En effet, il y a quelques mois à peine, le ministre de l’Éducation, Sébastien Proulx, constatait qu’il y avait eu « une certaine exagération » dans les frais facturés aux parents ces dernières années. Une action collective force d’ailleurs les commissions scolaires à rembourser 153 millions aux parents. Le ministre a donc établi en juin des « directives relativement à la gratuité des services éducatifs » en prévision de la rentrée de cet automne. Ces directives rappelaient aux commissions scolaires leur obligation de fournir des services éducatifs gratuits, dont les sorties et les activités éducatives, l’inscription à l’école ou à un programme particulier et les manuels scolaires, à l’exception de ceux dans lesquels l’élève écrit.

Programmes particuliers

Mais la confusion règne toujours, et cela se répercute sur la facture scolaire. Ainsi, sur les factures envoyées à Bernard Bélanger, et dont Le Devoir a pu voir les détails, on compte 175 $ dans une école pour le programme international et 200 $ dans l’autre. Des frais de 150 $ s’ajoutent pour l’option concentration musique, à laquelle d’une de ses deux filles est inscrite.

Autre exemple, l’école des Petits Chanteurs du Mont-Royal indique sur son site Internet que les frais pour la formation musicale sont de 1200 $ par année. Sans oublier les frais de 50 $ payables à l’audition et non remboursables. « Les livres et autres activités scolaires, parascolaires [...] ainsi que les frais d’inscription sont en sus et à la charge des parents », précise-t-on sur le site de l’école publique de la CSDM.

D’autres écoles de la CSDM indiquent également sur leur site Internet qu’il y a des frais d’inscription non remboursable pour passer des tests de sélection. À l’école Père-Marquette, par exemple, on exige une somme de 60 $ en argent comptant.

Tous ces frais sont-ils légaux ? Le ministre a clairement indiqué que les frais d’inscription étaient à proscrire. Qu’à cela ne tienne, la commission scolaire de Montréal vient tout juste d’envoyer une directive à ses directions d’écoles pour leur indiquer qu’elles ne pouvaient plus facturer ces frais. C’est l’équivalent de 200 000 $ de moins dans les écoles que la CSDM s’engage à rembourser.

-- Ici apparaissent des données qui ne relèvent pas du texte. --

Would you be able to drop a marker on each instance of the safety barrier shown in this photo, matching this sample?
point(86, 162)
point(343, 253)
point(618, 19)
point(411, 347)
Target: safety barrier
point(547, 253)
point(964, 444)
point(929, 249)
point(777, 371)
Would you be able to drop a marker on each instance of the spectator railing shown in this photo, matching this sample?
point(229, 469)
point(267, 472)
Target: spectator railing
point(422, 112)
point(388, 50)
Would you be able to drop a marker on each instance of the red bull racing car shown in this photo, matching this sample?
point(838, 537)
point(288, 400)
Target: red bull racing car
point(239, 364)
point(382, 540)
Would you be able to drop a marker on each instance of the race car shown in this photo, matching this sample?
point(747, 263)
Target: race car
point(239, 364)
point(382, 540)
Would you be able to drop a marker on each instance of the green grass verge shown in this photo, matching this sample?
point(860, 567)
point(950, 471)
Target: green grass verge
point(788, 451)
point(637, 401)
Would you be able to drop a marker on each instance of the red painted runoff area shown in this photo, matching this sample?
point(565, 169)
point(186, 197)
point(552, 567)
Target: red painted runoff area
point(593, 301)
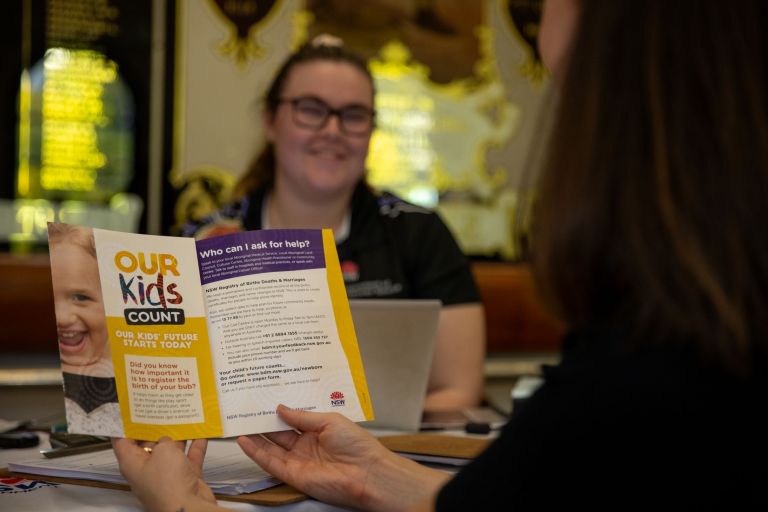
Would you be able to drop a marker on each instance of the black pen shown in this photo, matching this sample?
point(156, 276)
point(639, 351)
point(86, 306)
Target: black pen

Mais pour les programmes particuliers, la plus grosse commission scolaire du Québec va continuer de facturer des centaines de dollars aux parents. « Il faut faire en sorte de ne pas mettre en péril les programmes des écoles en prenant des décisions drastiques », répond le directeur général.

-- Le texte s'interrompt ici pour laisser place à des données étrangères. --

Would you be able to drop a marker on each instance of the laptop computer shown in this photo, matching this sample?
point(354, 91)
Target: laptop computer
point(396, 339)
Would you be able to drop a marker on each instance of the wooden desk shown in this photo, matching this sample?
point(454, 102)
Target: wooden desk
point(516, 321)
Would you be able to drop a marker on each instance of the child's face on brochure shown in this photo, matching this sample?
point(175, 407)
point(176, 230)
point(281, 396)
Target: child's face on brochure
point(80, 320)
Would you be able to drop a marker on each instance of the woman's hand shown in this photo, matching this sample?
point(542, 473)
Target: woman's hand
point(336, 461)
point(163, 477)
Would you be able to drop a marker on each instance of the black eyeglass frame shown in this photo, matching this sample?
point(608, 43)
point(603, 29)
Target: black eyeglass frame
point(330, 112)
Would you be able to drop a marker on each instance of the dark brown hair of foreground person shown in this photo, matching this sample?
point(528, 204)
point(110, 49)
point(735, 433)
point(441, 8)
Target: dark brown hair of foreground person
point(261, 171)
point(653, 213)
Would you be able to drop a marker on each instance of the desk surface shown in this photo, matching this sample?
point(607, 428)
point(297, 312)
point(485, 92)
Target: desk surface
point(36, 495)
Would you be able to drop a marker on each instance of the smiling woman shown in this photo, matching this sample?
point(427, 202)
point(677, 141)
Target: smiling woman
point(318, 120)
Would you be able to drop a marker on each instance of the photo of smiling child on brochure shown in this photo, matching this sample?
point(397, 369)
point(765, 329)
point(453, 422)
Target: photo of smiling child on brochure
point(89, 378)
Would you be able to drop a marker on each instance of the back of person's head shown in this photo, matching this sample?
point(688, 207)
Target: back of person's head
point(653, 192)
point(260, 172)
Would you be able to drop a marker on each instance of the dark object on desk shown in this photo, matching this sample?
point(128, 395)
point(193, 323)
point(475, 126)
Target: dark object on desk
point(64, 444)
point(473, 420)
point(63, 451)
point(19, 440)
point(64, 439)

La Commission scolaire Marguerite Bourgeoys (CSMB), qui couvre l’ouest de Montréal, procède pour sa part à une « analyse » de la situation concernant « les frais qui peuvent être exigés aux parents dans le cadre des programmes particuliers pour l’année 2018-2019 ».

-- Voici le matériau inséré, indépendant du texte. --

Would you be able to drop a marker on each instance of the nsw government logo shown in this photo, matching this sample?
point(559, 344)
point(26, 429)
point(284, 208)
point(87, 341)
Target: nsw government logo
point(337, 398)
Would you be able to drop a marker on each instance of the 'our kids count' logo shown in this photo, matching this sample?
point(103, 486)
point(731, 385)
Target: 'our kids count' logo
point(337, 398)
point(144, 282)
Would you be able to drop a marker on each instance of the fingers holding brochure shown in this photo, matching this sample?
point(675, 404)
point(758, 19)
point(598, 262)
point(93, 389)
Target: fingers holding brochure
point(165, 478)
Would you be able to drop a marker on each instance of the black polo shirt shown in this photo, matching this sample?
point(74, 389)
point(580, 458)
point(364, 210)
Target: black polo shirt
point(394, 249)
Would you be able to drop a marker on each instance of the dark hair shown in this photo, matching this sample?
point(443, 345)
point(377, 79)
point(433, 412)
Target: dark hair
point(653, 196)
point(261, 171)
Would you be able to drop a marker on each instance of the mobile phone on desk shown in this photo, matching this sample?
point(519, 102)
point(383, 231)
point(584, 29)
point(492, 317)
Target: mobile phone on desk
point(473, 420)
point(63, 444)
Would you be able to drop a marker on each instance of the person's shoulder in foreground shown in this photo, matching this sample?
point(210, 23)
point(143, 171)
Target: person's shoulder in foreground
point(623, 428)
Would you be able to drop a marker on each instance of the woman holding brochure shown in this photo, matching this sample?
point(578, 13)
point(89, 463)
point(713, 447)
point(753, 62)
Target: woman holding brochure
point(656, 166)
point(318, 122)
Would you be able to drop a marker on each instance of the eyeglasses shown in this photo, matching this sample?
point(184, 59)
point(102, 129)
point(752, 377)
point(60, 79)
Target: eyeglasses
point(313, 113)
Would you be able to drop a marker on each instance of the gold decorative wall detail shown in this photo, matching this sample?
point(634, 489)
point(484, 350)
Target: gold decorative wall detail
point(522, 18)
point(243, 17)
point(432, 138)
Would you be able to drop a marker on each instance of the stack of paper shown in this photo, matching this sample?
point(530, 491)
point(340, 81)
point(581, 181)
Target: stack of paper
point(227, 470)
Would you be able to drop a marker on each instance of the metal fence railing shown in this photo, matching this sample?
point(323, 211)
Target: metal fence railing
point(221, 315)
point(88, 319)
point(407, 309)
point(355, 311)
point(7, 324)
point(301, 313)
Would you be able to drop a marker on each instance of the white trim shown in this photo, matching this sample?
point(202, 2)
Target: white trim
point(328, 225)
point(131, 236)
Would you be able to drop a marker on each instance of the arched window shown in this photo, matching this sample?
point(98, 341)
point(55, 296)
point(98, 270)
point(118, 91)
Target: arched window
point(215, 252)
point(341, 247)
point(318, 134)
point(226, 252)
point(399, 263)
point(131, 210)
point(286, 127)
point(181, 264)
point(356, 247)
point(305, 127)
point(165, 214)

Ainsi, les parents de l’école secondaire Mont-Royal, qui offre le programme international, ont reçu récemment une lettre pour les informer que l’école « créditera aux parents les sommes liées au programme d’éducation internationale » et suspend les paiements « jusqu’au moment où une nouvelle directive sera donnée par la CSMB ».

Les programmes de sport-études sont encore plus chers. Ainsi, une mère, dont le fils étudie dans un programme de ski-étude dans les Laurentides, a reçu une facture de plus de 1500 $. Et cela ne comprend ni les fournitures scolaires ni l’équipement. « Je n’ai rien à dire contre ce programme, mon fils est passionné de ski, et je suis convaincue que ça va avoir un effet motivateur pour lui. Mais je me pose quand même certaines questions : est-ce que ce programme offert à l’école publique est vraiment accessible à tous ? Est-ce que le système public n’est pas en train, à l’instar du privé, de creuser les inégalités sociales ? »

Selon le président de la Fédération des commissions scolaires, Alain Fortier, tant que ces programmes coûteux restent une option non obligatoire pour les parents et qu’il y a la possibilité d’être scolarisé dans l’établissement sans avoir à débourser ces frais, ça ne contrevient pas à la directive ministérielle.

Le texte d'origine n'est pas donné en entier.